Thursday, July 12, 2012

Pressing Forward

William Shakespeare, the Bard of Avon

For more than a year I've been writing what can only be described as a "curriculum" for teaching Shakespeare. Last summer, I finished the first part, which is for teaching students about the Bard and the Elizabethan Age. It has weekly lessons that can be taught as a precursor to putting on a Shakespeare play. While it's meant to be used for homeschooling moms who want to teach their children and their kids' friends in a class atmosphere, it could be used for one family.

But right now, I'm working hard to finish the acting and directing guide for putting on a Shakespeare play. It's been a much bigger effort than I had supposed it would be, even though I have a lot of experience teaching acting and directing shows. Some things are just not easy to translate into words! I mean, most of what I learned before I jumped in the directing trenches was from the examples of the many teachers and directors I worked with throughout my youth. Putting all those lessons I learned into words is not the easiest thing for me to do. *whew!*

Today, I've been sitting at the computer, pounding out what to do and expect in the audition process. With only a few breaks for things like perusing Pinterest, it has taken me this entire day!

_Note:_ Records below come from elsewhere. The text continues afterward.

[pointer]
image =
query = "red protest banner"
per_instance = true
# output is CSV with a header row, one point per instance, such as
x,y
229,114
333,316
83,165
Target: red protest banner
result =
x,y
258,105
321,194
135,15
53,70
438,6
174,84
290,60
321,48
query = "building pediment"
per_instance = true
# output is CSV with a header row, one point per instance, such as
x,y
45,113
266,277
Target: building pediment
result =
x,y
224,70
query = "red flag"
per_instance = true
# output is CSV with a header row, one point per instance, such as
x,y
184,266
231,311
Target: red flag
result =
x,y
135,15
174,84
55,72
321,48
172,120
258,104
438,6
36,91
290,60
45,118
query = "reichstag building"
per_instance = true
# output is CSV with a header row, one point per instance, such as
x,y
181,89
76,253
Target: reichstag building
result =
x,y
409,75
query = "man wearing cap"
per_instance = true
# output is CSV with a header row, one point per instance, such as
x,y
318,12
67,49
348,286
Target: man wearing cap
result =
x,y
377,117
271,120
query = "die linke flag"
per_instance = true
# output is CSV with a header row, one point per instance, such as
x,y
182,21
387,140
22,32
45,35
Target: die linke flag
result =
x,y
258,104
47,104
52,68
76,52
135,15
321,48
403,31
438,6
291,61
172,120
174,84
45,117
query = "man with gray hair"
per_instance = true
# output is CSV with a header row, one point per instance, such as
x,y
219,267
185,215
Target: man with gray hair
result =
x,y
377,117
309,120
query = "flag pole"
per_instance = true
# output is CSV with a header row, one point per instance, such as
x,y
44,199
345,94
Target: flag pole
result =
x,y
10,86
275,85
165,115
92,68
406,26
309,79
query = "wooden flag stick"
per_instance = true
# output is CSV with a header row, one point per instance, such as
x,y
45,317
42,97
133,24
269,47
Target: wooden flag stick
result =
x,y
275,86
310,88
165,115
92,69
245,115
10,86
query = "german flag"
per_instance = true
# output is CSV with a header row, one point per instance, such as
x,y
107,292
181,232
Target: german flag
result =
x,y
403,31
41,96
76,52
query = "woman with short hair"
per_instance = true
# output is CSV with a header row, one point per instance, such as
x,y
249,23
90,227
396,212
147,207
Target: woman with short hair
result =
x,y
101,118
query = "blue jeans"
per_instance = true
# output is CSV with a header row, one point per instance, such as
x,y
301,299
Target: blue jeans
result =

In contrast to the writing I've been doing, compared to posting on my blogs, I can say that blogging is a process that takes much less effort! I'm not sure what that says about the quality of my writing on my blogs, but...

I hope all my blogging buddies are enjoying their summers! I promise not to completely abandon my blogs, but hopefully this is a good explanation as to why I've been away.

On to the next!!!



  1. That sounds like a neat project! My children loved their introduction to the Bard this last year but we have yet to tackle reading his plays in any format. Have you ever read the version written as prose for children by Charles and Mary Lamb? I would love to know what you think of that or if there are any child-friendly versions of his plays you could suggest for elementary ages.

  2. That is a great idea. I have hoped to get my "Fables, Fairy Tales, and Myths" mentoring guides done, but I'm a bit far away from getting it all ready. Good luck!